I've never heard of "kapurihan" used either.

The noun form of "ipagmalaki" is "pagmamalaki."


----------



## Equinozio

Here are some suggestions:

1. pride (being pleased or satisfied about something) - pagmamalaki, (kasiyahan, katuwaan etc.)

2. pride (self-respect, dignity) - pagpapahalaga sa sarili, respeto sa sarili, dangal

3. pride (self-importance, arrogance) - pagmamataas, pagmamalaki, kayabangan, kahambugan


----------



## whoohaa

How would you say, I'm proud of you?


----------



## Chriszinho85

whoohaa said:


> How would you say, I'm proud of you?


I think it would be "Ipinagmamalaki kita."


----------



## niernier

whoohaa said:


> How would you say, I'm proud of you?



That would be "Ipinagmamalaki kita" or "Proud ako sa'yo".
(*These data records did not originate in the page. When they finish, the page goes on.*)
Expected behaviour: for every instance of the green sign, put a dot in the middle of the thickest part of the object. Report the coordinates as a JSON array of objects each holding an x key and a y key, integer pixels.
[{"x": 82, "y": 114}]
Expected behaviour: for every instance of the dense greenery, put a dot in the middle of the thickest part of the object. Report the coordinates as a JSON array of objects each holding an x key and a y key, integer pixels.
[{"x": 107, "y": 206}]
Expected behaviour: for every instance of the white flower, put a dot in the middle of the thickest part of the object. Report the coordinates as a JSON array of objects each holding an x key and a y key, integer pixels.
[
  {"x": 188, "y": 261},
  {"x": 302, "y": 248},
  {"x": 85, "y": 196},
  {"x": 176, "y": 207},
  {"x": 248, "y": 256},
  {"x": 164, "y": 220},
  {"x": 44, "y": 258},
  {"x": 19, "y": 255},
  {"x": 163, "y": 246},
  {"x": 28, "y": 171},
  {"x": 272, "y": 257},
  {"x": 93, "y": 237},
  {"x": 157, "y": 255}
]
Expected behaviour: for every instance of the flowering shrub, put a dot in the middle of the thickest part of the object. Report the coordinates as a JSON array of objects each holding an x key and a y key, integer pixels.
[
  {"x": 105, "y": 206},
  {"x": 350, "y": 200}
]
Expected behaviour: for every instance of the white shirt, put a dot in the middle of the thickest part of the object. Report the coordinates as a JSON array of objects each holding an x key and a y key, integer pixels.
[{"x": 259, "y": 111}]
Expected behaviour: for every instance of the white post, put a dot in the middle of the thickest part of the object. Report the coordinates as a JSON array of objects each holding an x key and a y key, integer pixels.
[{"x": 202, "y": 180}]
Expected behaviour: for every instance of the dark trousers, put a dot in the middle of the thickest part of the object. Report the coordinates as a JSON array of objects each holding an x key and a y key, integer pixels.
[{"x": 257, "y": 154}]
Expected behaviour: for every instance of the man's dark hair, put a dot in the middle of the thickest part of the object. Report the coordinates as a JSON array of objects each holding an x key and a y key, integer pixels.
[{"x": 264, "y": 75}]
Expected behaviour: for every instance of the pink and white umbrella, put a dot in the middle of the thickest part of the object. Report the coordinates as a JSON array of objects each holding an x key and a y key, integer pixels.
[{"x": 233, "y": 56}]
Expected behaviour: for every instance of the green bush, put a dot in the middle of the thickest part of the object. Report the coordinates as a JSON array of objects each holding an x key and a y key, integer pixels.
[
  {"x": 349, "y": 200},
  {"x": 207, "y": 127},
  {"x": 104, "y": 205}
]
The word "pride" would be easier to translate by borrowing the word. Imagine how you would say this word in Tagalog which was used in the following sentence:

"Nasaktan ang ating pride dahil totoo ang mga sinabi nila."

I think it would be unnatural if you would translate it in the nearest Tagalog words like, pagpapahalaga sa sarili or dangal.
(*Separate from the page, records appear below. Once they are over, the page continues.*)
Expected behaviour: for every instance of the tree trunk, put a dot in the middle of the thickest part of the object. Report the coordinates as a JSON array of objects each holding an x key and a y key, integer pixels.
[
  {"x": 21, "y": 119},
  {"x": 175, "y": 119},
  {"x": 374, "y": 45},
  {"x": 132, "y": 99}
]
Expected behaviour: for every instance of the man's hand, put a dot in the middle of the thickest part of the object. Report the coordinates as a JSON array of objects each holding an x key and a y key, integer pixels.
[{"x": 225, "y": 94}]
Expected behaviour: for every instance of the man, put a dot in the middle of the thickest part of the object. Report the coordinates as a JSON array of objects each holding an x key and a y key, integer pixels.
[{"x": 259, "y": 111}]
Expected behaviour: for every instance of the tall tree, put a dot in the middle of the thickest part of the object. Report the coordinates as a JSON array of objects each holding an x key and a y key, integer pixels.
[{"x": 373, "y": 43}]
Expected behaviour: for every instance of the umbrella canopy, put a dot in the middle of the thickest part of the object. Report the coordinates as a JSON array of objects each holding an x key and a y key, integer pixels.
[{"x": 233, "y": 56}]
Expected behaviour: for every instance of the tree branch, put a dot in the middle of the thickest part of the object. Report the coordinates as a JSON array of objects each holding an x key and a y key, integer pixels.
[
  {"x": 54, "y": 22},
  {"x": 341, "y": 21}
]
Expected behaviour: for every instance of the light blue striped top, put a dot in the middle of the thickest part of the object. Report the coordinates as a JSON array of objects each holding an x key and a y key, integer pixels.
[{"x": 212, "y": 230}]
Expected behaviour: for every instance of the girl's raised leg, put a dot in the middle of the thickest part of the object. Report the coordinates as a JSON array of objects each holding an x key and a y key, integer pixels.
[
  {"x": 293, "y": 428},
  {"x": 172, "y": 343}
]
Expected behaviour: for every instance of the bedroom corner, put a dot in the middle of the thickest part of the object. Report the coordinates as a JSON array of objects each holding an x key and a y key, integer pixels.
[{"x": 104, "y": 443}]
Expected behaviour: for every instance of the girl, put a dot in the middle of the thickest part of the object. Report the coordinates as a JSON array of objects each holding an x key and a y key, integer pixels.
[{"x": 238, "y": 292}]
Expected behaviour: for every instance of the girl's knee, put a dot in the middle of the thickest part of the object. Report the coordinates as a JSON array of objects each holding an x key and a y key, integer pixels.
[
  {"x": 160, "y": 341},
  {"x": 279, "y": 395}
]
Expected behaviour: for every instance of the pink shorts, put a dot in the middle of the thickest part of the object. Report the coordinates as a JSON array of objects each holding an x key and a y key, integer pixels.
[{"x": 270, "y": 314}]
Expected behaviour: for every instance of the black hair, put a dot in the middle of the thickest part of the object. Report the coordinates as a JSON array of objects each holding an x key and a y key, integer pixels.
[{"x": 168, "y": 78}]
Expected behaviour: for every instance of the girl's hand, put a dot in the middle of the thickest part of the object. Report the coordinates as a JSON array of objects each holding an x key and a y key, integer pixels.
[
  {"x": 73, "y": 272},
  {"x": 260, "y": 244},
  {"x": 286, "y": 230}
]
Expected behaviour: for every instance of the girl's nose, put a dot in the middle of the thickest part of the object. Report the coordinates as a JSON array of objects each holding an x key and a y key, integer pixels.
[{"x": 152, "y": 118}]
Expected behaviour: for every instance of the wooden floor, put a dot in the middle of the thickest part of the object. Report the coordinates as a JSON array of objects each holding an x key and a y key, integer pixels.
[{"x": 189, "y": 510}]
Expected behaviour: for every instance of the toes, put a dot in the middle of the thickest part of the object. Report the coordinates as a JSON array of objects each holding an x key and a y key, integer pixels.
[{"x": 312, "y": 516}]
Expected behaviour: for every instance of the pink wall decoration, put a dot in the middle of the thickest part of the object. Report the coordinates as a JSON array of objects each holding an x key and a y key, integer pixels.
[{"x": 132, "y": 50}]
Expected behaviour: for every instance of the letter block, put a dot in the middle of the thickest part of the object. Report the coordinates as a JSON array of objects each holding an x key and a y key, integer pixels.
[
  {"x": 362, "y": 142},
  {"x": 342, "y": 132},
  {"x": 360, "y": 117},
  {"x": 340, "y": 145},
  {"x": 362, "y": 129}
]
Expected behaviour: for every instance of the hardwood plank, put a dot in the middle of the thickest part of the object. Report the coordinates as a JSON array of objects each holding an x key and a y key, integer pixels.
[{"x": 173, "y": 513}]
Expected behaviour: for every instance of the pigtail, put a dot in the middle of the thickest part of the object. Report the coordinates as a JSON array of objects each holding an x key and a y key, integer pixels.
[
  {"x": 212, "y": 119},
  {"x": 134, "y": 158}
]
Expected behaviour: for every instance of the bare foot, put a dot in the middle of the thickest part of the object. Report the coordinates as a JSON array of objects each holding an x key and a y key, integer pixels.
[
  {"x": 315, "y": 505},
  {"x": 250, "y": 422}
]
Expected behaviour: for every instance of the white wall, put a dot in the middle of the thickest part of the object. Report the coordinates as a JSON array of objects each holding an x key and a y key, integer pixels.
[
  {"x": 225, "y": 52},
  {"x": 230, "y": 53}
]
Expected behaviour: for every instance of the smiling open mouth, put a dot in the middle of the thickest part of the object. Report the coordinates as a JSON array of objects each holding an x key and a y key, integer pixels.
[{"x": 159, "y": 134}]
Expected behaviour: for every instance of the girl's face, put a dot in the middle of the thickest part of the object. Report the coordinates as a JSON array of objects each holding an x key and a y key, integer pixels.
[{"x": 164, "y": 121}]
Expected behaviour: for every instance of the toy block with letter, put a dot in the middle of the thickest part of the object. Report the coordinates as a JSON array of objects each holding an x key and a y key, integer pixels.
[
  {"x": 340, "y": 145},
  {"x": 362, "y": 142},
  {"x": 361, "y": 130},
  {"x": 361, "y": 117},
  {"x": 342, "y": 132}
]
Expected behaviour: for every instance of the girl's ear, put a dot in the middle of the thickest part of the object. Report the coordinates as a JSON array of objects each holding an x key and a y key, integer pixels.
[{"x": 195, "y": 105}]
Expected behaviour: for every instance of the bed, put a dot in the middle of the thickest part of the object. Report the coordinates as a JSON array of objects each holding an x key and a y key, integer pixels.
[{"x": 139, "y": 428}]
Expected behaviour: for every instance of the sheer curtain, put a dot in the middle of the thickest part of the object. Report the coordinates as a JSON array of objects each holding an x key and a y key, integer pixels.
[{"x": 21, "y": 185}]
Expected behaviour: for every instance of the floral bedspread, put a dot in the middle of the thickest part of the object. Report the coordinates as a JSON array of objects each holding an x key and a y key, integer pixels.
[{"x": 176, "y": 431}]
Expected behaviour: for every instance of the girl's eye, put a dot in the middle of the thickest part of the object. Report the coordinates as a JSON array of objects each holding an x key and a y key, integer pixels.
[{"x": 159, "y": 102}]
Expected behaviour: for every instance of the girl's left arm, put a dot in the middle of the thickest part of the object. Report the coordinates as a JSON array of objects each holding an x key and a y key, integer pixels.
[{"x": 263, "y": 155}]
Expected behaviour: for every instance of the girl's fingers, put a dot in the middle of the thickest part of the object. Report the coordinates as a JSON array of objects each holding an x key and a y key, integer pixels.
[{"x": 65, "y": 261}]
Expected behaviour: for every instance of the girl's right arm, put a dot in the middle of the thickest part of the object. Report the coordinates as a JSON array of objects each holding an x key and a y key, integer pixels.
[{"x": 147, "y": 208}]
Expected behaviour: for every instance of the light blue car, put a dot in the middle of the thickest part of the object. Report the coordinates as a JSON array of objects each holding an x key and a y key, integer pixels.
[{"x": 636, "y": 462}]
And don't forget the term, "taas-noo", which refers to the Filipino pride. Figuratively it means, to raise one's forehead with pride.

Orgullo, a Spanish word which means pride was borrowed in other Philippine languages but not Tagalog. They absolutely have no idea what orgulyo is.


----------



## Wacky...

Yea, I definitely have no idea what "orgulyo" is. Not fair! 

Good thing you mentioned "taas-noo." For me it really describes someone who is proud.


----------



## Goddess Mystyxx

"Orgullo" is commonly used in Chavacano (its a Zamboanga dialect - south of the Philippines). An interesting mix of filipino and spanish words. Means pride as well. 

 Orgullo de Mindanao!


----------



## annely

Hmm, very Spanish-sounding. Especially since the French word for pride is "orguiel"


----------